ARDS is an acute inflammatory pulmonary process triggered by severe pulmonary and systemic insults to the alveolar-capillary membrane. This causes increased vascular permeability and the development of interstitial and alveolar protein-rich edema, leading to acute hypoxemic respiratory failure. Supportive treatment includes the use of lung-protective ventilatory strategies that decrease the work of breathing, can improve oxygenation, and minimize ventilator-induced lung injury. Despite substantial advances in supportive measures, there are no specific pharmacologic treatments for ARDS, and the overall hospital mortality rate remains about 40% in most series. The pathophysiology of ARDS involves interactions among multiple mechanisms, including immune cell infiltration, cytokine storm, alveolar-capillary barrier disruption, cell apoptosis, and the development of fibrosis. Here we review some new developments in the molecular basis of lung injury, with a focus on possible novel pharmacologic interventions aimed at improving the outcomes of patients with ARDS. Our focus is on platelet-endothelial cell adhesion molecule-1, which contributes to the maintenance and restoration of vascular integrity following barrier disruption. We also highlight the wingless-related integration site signaling pathway, which appears to be a central mechanism for lung healing as well as for fibrotic development.

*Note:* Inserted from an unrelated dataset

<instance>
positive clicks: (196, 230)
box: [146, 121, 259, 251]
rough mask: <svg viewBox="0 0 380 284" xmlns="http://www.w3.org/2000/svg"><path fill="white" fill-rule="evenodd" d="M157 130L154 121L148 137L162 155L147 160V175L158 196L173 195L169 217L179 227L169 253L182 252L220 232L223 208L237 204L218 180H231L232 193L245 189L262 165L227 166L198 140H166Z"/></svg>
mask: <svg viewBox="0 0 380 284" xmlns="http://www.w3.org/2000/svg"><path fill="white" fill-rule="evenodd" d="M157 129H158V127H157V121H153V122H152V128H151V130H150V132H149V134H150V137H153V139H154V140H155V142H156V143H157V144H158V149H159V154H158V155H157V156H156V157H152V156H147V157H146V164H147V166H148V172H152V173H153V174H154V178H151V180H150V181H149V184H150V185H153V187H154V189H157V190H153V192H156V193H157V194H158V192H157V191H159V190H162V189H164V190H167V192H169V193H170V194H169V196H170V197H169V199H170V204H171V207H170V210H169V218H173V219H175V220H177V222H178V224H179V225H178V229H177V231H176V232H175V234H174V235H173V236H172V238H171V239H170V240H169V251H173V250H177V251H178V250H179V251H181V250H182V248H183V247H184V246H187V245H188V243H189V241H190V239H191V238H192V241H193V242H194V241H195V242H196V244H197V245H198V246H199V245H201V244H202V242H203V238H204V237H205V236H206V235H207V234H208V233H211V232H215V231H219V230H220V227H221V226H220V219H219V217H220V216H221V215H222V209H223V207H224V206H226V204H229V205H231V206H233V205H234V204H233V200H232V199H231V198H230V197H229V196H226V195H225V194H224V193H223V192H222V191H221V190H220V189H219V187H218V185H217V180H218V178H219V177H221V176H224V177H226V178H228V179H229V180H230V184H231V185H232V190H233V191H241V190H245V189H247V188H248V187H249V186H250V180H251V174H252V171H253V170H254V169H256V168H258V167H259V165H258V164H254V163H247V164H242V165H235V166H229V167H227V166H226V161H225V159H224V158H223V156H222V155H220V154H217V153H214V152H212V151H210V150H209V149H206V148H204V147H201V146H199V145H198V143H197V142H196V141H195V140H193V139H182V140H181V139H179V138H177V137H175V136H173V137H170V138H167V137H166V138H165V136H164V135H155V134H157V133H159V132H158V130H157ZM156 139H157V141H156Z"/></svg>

Keywords: endothelial injury; mechanical ventilation; platelet-endothelial cell adhesion molecule; pulmonary fibrosis; ventilator-induced lung injury; wingless-related integration site.

Figure 1

Proposed platelet-endothelial cell adhesion molecule-1 (PECAM1) and Src signaling pathway activation in ARDS and in ventilator-induced lung injury. The combined effects of inflammatory mediators and repetitive opening and closing of alveoli during mechanical ventilation inflict shear stress on the endothelial cells of the pulmonary capillary blood vessels. The resultant mechanical force is transmitted through cytoskeletal elements to sites of cell-to-cell adhesion, where a transmembrane protein, known as PECAM1, responds by activating downstream signaling pathways, including those involving Src and signal transducer and activator of transcription-3 (STAT-3). The STAT-3 transcription factor may play a role in initiating the inflammatory response seen in ventilator-induced lung injury.

Figure 2

Proposed molecular Wnt signaling pathway in lung fibrosis during ARDS. Wnt signaling begins when a Wnt protein binds to a Frizzled family receptor. To facilitate Wnt signaling, coreceptors such as lipoprotein receptor-related protein (LRP) and others may be required. On activation of the receptor, Axin is removed from the receptor complex and activates β-catenin. β-Catenin moves into the nucleus, binds to a transcription factor on DNA, and activates transcription of target genes. Wnt = wingless-related integration site.

Figure 3

Schematic depicting proposed pathway for the generation of proximal or distal epithelial lineages in the lung on activation of human induced pluripotent stem cell (iPSC)-derived airway epithelium via Wnt signaling.